Most likely that unit has been freed, but the pointer to it was retained in
another structure (most probably one of the hashmaps with units). This is
more likely than the memory being overwritten by overflow of another data
structure.

(In reply to Chris Siebenmann from comment #12)
> I have a 64-bit Fedora 20 VM image where this happens completely
> consistently and reproducibly during a yum upgrade from Fedora 20 to
> Fedora 21. It is using the latest updates, so the starting Fedora 20
> version is systemd-208-28.fc20.x86_64 (and I have an intact systemd
> journal from the latest upgrade). The yum upgrade is done in the
> standard way, with 'yum --releasever 21 distro-sync'.
OK, I'll try to reproduce this that way.

Comment 19 Karel Volný 2015-02-02 13:34:22 UTC
(In reply to Zbigniew Jędrzejewski-Szmek from comment #18)
> (In reply to Karel Volný from comment #0)
> > and I was unable to even reboot
> 'systemctl reboot -f' and 'reboot -f' should work even when systemd has
> segfaulted.
> The advantage is that disks are synced.

nice, I haven't noticed it now accepts this option ... and does it have any advantage over the SysRq method?

Comment 20 Zbigniew Jędrzejewski-Szmek 2015-05-20 14:13:34 UTC
(In reply to Karel Volný from comment #19)
> nice, I haven't noticed it now accepts this option ... and does it have any
> advantage over the SysRq method?
It might be easier to use, since with sysrq you have to first sync and remount ro, wait for the kernel to print the message that this is done, and then reboot. It also might be easier over ssh and similar. Finally, sysrq reboot is disabled by default.

Comment 21 Fedora End Of Life 2015-11-04 11:53:42 UTC
This message is a reminder that Fedora 21 is nearing its end of life.
Approximately 4 (four) weeks from now Fedora will stop maintaining
and issuing updates for Fedora 21. It is Fedora's policy to close all
bug reports from releases that are no longer maintained.

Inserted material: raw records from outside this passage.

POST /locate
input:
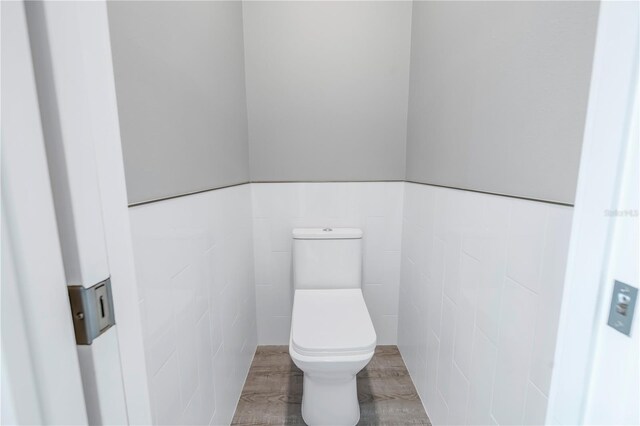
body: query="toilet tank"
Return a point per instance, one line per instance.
(325, 258)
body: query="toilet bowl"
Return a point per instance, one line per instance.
(332, 337)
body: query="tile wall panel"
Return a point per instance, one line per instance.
(376, 207)
(194, 261)
(481, 283)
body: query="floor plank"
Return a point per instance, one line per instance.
(272, 394)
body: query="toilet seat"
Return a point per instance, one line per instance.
(329, 323)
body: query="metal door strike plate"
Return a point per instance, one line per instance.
(623, 303)
(91, 310)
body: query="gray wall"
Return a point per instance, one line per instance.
(327, 89)
(498, 95)
(179, 71)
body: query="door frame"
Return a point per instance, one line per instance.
(610, 111)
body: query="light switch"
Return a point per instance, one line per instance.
(623, 303)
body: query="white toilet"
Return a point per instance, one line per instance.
(332, 336)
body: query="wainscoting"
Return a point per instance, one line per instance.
(482, 280)
(194, 261)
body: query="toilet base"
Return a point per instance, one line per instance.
(330, 401)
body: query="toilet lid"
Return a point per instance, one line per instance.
(331, 322)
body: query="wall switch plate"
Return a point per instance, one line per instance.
(623, 303)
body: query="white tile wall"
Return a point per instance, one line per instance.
(482, 279)
(194, 261)
(376, 207)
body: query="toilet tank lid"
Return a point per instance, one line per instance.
(326, 233)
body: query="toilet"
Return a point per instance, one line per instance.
(332, 337)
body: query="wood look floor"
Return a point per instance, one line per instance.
(272, 394)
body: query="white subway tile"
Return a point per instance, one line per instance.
(518, 313)
(526, 242)
(535, 408)
(483, 366)
(458, 398)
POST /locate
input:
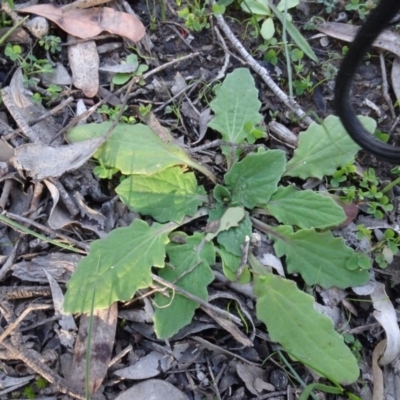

At that time
this bug will be closed as EOL if it remains open with a Fedora  'version'
of '21'.

Package Maintainer: If you wish for this bug to remain open because you
plan to fix it in a currently maintained version, simply change the 'version' 
to a later Fedora version.

Thank you for reporting this issue and we are sorry that we were not 
able to fix it before Fedora 21 is end of life. If you would still like 
to see this bug fixed and are able to reproduce it against a later version 
of Fedora, you are encouraged  change the 'version' to a later Fedora 
version prior this bug is closed as described in the policy above.

Although we aim to fix as many bugs as possible during every release's 
lifetime, sometimes those efforts are overtaken by events. Often a 
more recent Fedora release includes newer upstream software that fixes 
bugs or makes them obsolete.

Comment 22 Fedora End Of Life 2015-12-02 05:11:30 UTC
Fedora 21 changed to end-of-life (EOL) status on 2015-12-01. Fedora 21 is
no longer maintained, which means that it will not receive any further
security or bug fix updates. As a result we are closing this bug.

If you can reproduce this bug against a currently maintained version of
Fedora please feel free to reopen this bug against that version. If you
are unable to reopen this bug, please file a new report against the
current release. If you experience problems, please add a comment to this
bug.

Thank you for reporting this bug and we are sorry it could not be fixed.